Another take with more links: AI: A Reason to Worry, A Reason to Donate

I have made a $10,000 donation to the Machine Intelligence Research Institute (MIRI) as part of their winter fundraiser. This is the best organization I know of to donate money to, by a wide margin, and I encourage others to also donate. This belief comes from a combination of public information, private information and my own analysis. This post will share some of my private information and analysis to help others make the best decisions.

I consider AI Safety the most important, urgent and under-funded cause. If your private information and analysis says  another AI Safety organization is a better place to give, give to there.
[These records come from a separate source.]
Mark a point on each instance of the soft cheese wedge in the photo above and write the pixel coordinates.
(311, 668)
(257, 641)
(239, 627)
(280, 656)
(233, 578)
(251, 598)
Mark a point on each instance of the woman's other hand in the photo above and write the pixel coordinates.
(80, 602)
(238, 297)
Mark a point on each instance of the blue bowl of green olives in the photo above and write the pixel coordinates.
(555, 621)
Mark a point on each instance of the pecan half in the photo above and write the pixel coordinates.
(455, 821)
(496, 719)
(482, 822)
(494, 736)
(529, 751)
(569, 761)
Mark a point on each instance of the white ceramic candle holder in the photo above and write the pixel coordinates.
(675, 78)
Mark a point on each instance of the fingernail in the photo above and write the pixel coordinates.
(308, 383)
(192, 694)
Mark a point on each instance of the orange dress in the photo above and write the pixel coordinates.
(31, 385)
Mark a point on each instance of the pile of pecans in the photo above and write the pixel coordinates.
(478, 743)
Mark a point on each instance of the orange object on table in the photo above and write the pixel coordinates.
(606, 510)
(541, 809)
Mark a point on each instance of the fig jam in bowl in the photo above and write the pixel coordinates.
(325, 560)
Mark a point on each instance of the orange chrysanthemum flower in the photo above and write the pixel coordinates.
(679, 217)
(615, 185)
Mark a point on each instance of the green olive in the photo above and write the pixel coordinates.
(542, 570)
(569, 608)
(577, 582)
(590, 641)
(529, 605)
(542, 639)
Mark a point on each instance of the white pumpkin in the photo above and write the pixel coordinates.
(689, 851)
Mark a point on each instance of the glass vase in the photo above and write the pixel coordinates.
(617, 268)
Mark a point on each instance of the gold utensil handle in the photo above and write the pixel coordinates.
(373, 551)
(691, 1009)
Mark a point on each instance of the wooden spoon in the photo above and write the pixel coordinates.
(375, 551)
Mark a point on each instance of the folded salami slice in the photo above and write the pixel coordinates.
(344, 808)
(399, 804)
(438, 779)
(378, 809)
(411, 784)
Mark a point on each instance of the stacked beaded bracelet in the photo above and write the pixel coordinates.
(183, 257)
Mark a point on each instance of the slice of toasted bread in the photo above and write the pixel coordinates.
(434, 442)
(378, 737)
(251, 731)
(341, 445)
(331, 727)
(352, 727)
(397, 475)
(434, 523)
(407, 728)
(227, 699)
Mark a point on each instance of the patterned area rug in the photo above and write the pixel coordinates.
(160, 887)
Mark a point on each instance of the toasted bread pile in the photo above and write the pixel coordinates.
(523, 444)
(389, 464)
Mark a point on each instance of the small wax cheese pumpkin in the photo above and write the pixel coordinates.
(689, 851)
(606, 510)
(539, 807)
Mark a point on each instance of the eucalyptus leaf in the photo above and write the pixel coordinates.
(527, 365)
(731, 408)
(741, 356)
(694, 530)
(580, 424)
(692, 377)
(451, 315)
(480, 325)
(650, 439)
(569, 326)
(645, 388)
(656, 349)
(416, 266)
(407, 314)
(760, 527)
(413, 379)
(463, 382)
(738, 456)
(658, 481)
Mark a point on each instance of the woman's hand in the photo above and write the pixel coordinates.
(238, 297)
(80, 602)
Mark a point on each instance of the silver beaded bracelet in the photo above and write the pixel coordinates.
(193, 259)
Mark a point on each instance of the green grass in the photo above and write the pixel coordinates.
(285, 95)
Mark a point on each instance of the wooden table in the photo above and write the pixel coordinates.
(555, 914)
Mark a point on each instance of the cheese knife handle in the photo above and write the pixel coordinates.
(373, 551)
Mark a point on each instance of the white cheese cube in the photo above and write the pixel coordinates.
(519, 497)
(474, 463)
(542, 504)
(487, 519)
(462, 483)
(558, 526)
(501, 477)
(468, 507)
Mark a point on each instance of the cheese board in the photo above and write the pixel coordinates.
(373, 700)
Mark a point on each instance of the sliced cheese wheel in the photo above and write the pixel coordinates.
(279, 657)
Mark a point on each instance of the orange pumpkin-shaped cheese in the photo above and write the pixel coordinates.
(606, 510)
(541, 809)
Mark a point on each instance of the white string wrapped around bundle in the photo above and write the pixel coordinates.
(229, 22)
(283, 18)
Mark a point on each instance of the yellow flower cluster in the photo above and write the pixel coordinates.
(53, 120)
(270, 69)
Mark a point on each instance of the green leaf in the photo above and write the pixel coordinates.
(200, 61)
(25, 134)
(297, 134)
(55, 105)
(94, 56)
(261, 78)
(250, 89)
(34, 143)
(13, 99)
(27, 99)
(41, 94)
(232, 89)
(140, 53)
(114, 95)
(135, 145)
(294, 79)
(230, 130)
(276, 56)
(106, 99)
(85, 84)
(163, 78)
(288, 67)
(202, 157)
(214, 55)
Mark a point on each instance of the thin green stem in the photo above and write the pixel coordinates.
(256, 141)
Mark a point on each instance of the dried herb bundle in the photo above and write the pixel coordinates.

I believe many AI Safety organizations do good work. If you have the talent and skills, and can get involved directly, or get others who have the talent and skills involved directly, that’s even better than donating money.

If you do not know about AI Safety and unfriendly artificial general intelligence, I encourage you to read about them. If you’re up for a book, read this one.

If you decide you care about other causes more, donate to those causes instead, in the way your analysis says is most effective. Think for yourself, do and share your own analysis, and contribute as directly as possible.

I

I am very confident in the following facts about artificial general intelligence. None of my conclusions in this section require my private information.

Humanity is likely to develop artificial general intelligence (AGI) vastly smarter and more powerful than humans. We are unlikely to know that far in advance when this is about to happen. There is wide disagreement and uncertainty on how long this will take, but certainly there is substantial chance this happens within our lifetimes.

Whatever your previous beliefs, the events of the last year, including AlphaGo Zero, should convince you that AGI is more likely to happen, and more likely to happen soon.

If we do build an AGI, its actions will determine what is done with the universe.

If the first such AGI we build turns out to be an unfriendly AI that is optimizing for something other than humans and human values, all value in the universe will be destroyed. We are made of atoms that could be used for something else.

If the first such AGI we build turns out to care about humans and human values, the universe will be a place of value many orders of magnitude greater than it is now.

Almost all AGIs that could be constructed care about something other than humans and human values, and would create a universe with zero value. Mindspace is deep and wide, and almost all of it does not care about us.

The default outcome, if we do not work hard and carefully now on AGI safety, is for AGI to wipe out all value in the universe.

AI Safety is a hard problem on many levels. Solving it is much harder than it looks even with the best of intentions, and incentives are likely to conspire to give those involved very bad personal incentives. Without security mindset, value alignment and tons of advance work, chances of success are very low.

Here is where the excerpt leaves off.